Ways of Life


The history of the Nisg̱a’a involves many tales of warfare and conflict with surrounding tribes and nations of Northwest Coast peoples. Principal among the rivals of the Nisg̱a’a were the Gitx̱san of the Skeena River to the south, the Tsimshian of the coast to the immediate south of the Nass River, and the Haida of the islands of Haida Gwaii (Queen Charlotte Islands).

While the Nisg̱a’a were known to make occasional raids into neighbouring territories, most frequently it was the neighbouring tribes who raided the Nisg̱a’a villages of the Nass River valley. Quite simply, the Nass River was known to be a centre of great material wealth. A principal source of the wealth was the lucrative Nisg̱a’a trade in oolichan grease. The grease of the oolichan fish was prized as a winter food source, and the Nisg̱a’a traded it over long distances through trail networks and water routes for other valuable goods of the day.

The intensity and frequency of coastal raids in particular once made the site of the modern village of Ging̱olx̱ unsafe for permanent settlement. Despite the abundance of seafood at its location at the mouth of the Nass, it was never permanently inhabited due to frequent attacks from the Haida and Tsimshian.

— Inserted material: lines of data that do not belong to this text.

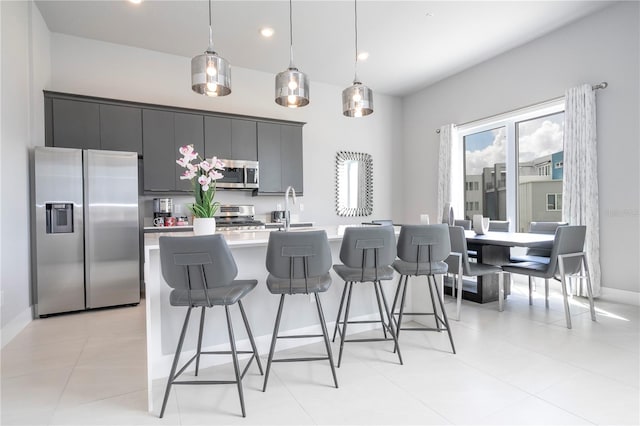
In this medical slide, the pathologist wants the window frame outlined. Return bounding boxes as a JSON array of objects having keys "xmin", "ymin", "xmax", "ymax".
[{"xmin": 457, "ymin": 97, "xmax": 565, "ymax": 231}]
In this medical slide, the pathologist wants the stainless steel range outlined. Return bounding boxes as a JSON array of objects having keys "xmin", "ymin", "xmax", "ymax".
[{"xmin": 215, "ymin": 204, "xmax": 264, "ymax": 231}]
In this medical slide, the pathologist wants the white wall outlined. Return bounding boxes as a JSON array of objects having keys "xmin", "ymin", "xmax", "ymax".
[
  {"xmin": 48, "ymin": 34, "xmax": 402, "ymax": 224},
  {"xmin": 0, "ymin": 1, "xmax": 51, "ymax": 345},
  {"xmin": 404, "ymin": 2, "xmax": 640, "ymax": 292}
]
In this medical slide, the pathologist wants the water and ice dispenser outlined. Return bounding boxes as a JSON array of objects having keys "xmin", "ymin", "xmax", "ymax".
[{"xmin": 45, "ymin": 203, "xmax": 73, "ymax": 234}]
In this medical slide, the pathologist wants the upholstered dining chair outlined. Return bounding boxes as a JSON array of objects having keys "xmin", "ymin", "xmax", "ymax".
[{"xmin": 500, "ymin": 225, "xmax": 596, "ymax": 328}]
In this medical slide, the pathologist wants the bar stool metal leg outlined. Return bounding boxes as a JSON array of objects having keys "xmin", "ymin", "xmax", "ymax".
[
  {"xmin": 196, "ymin": 306, "xmax": 206, "ymax": 376},
  {"xmin": 160, "ymin": 306, "xmax": 191, "ymax": 418},
  {"xmin": 331, "ymin": 283, "xmax": 349, "ymax": 342},
  {"xmin": 338, "ymin": 281, "xmax": 353, "ymax": 368},
  {"xmin": 238, "ymin": 300, "xmax": 264, "ymax": 376},
  {"xmin": 373, "ymin": 281, "xmax": 403, "ymax": 365},
  {"xmin": 224, "ymin": 305, "xmax": 247, "ymax": 417},
  {"xmin": 315, "ymin": 293, "xmax": 338, "ymax": 388},
  {"xmin": 262, "ymin": 294, "xmax": 284, "ymax": 392}
]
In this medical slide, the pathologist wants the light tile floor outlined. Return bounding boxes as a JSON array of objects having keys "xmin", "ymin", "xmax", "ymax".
[{"xmin": 0, "ymin": 283, "xmax": 640, "ymax": 425}]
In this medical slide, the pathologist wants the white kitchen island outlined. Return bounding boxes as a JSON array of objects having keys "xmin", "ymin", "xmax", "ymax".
[{"xmin": 144, "ymin": 225, "xmax": 399, "ymax": 411}]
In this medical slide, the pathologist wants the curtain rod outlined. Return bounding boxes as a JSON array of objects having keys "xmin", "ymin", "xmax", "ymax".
[{"xmin": 436, "ymin": 81, "xmax": 609, "ymax": 133}]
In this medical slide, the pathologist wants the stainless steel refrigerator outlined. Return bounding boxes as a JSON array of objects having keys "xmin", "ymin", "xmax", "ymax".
[{"xmin": 31, "ymin": 147, "xmax": 140, "ymax": 317}]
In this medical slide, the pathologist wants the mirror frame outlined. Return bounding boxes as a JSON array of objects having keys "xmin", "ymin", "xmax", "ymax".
[{"xmin": 336, "ymin": 151, "xmax": 373, "ymax": 216}]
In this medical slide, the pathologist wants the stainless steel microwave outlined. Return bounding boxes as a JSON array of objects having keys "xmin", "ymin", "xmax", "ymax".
[{"xmin": 216, "ymin": 160, "xmax": 260, "ymax": 189}]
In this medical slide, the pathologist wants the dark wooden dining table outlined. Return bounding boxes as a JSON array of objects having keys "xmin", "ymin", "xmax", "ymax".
[{"xmin": 462, "ymin": 231, "xmax": 554, "ymax": 303}]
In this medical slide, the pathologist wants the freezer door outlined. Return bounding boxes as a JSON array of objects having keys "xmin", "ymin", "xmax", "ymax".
[
  {"xmin": 31, "ymin": 147, "xmax": 85, "ymax": 316},
  {"xmin": 84, "ymin": 150, "xmax": 140, "ymax": 308}
]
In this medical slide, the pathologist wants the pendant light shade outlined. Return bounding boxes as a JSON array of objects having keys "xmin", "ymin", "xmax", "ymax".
[
  {"xmin": 342, "ymin": 0, "xmax": 373, "ymax": 117},
  {"xmin": 191, "ymin": 0, "xmax": 231, "ymax": 96},
  {"xmin": 276, "ymin": 0, "xmax": 309, "ymax": 108},
  {"xmin": 342, "ymin": 81, "xmax": 373, "ymax": 117}
]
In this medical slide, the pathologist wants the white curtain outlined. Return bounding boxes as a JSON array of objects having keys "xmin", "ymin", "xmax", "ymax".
[
  {"xmin": 562, "ymin": 84, "xmax": 601, "ymax": 296},
  {"xmin": 434, "ymin": 124, "xmax": 455, "ymax": 223}
]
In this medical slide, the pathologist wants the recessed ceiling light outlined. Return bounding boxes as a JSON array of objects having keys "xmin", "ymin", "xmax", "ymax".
[{"xmin": 260, "ymin": 27, "xmax": 275, "ymax": 38}]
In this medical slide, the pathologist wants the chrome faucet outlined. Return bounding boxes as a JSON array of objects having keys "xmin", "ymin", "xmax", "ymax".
[{"xmin": 284, "ymin": 186, "xmax": 296, "ymax": 231}]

Legend states that the Nisg̱a’a finally decided to send a stern message to deter the raiders. Following a massacre of a Haida raiding group, the Nisg̱a’a took the scalps of the warriors and stuck them on tall wooden pikes at the mouth of the Nass River at the site of modern Ging̱olx̱. The village of Ging̱olx̱, “place of scalps”, takes its name from this act.